By the time this article comes out, competitors will have finished their end-of-year shows. Some will have won a new title. Some will have made up the places. Some will have achieved an all-time best and others will have learned from the experience. All of them will now be navigating that weird time post-competition.
By Scott Goble
It’s not at all uncommon for people to experience what is commonly referred to as the post-competition blues’. While to an outsider this may seem ridiculous, there are in fact psychological studies looking into depression after success, or depression after a big accomplishment. If you have poured your heart and soul into something, if you have approached it with unwavering mental strength and determination, then all of a sudden that something’ comes and goes.
where do you go next?
I know from personal experience that the headspace I occupy after a show is truly unlike any other time of the year. I have cultivated a great mental strength and discipline over the last few months but how do I channel that? Win or lose I have a great desire to improve; yet my body is beaten down and in need of rest. I have an
unusual relationship with food – I want it badly but its ill effects concern me.
I don’t think it’s a full-blown eating disorder, but it’s taken a few steps down that path. I have received an overwhelming amount of support and ego-boosting compliments, but as time passes and my condition fades, so does the ego gratification.
Let’s have a look at how you can deal with this best. The first step is acknowledging that it’s coming. Knowing that you will have a whole lot of extra time on your hands – and it’s neither smart nor beneficial for you to keep training at the level that you have been – is a beginning. From a physical standpoint, you do need to recover. I am a big fan of a structured deload phase, so youre still in the gym post-comp but you’re taking it easy and allowing yourself to heal and repair. This phase is essential, mostly because you are still in good condition and it allows you to show it off. It’s hard to get depressed when the other members are telling you how good you look. All you really have to do is go in and get a pump, after all.
Social media management. This is where you really need to show some restraint. Sure, when you see a great picture of yourself your first instinct is to share it with the world, but where will that leave you in a month? Your best option is to get a photoshoot done in the week after a competition and rotate those shots through as profile pictures over the coming months. If you’re like me, you see about two per cent of your Facebook friends in real life – so what if the others are under the impression you’re in amazing condition year round? Get some pictures of you doing mundane things like going out shopping, eating at various locations and remember to take heaps of pictures of your veiny calves.
Store all those bad boys away, every now and then when you’re feeling a little down, a little neglected, simply apply a filter and post on Instagram. No one needs to know the striations have been replaced with cellulite and you’re currently buried under a pile of empty pizza boxes.
Outside of the gym, you will have more time on your hands. You will no longer be burdened with posing sessions and extra cardio, so use this time wisely. Personally, after my first few comps, I replaced cardio with eating cheesecake. I no longer advise this course of action; in fact, I advise you to occupy your time in a way that prevents you from eating cheesecake.
In the lead-up to a competition its not unusual to neglect certain aspects of our lives: for example, many of us completely ignore our partner.

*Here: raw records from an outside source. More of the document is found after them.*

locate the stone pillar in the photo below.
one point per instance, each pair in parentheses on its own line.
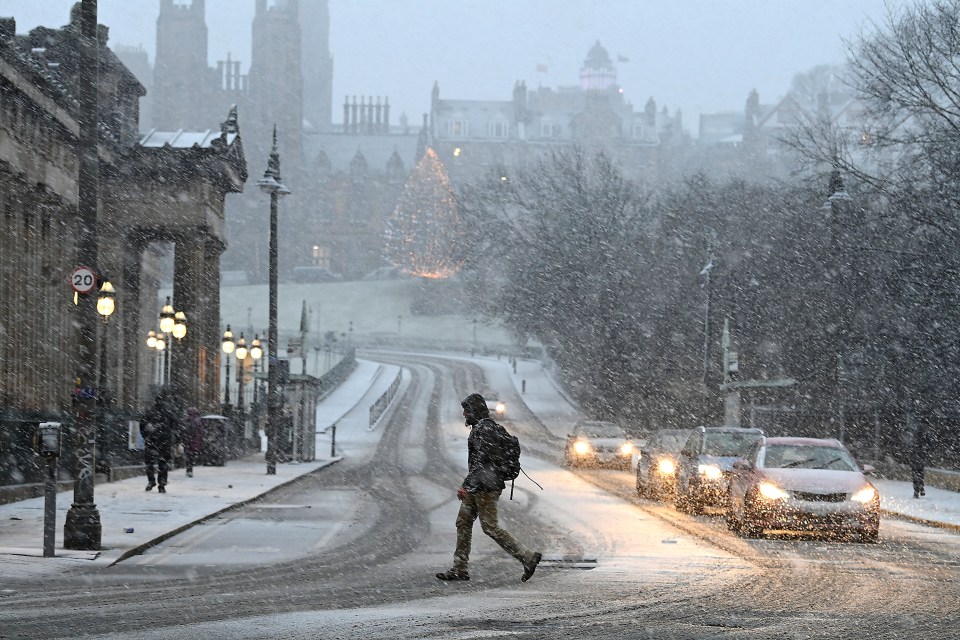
(196,291)
(134,331)
(186,368)
(209,332)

Try sparking up a conversation with them, sometimes they have interesting things to say – even when they don’t, you can always think about what flavour cheesecake you can eat later. Perhaps it s your job that needs more attention. Maybe you are currently in an anger management program because you threatened your boss
PA after she made a snide remark about the smell of your broccoli. Either way. a little more time and effort
in the workplace cant hurt and will allow you to pay off that $500 postshow grocery shop where you bought absolutely everything you had ever craved, despite the fact that you will never actually be able to eat it all.
If you’re a single person, use this time wisely. Guys, all those bikini chicks that were once getting bombarded with compliments, they’re in the same position as you now, feeling a little neglected, strike while the iron is hot. Likewise for the ladies – let that meathead know that you appreciate the chunky off-season look.
Hopefully these tips will help you negotiate the pitfalls of the postcontest depression. If not, you can always go with the fallback plan of smashing all the mirrors in your house and becoming a powerlifter.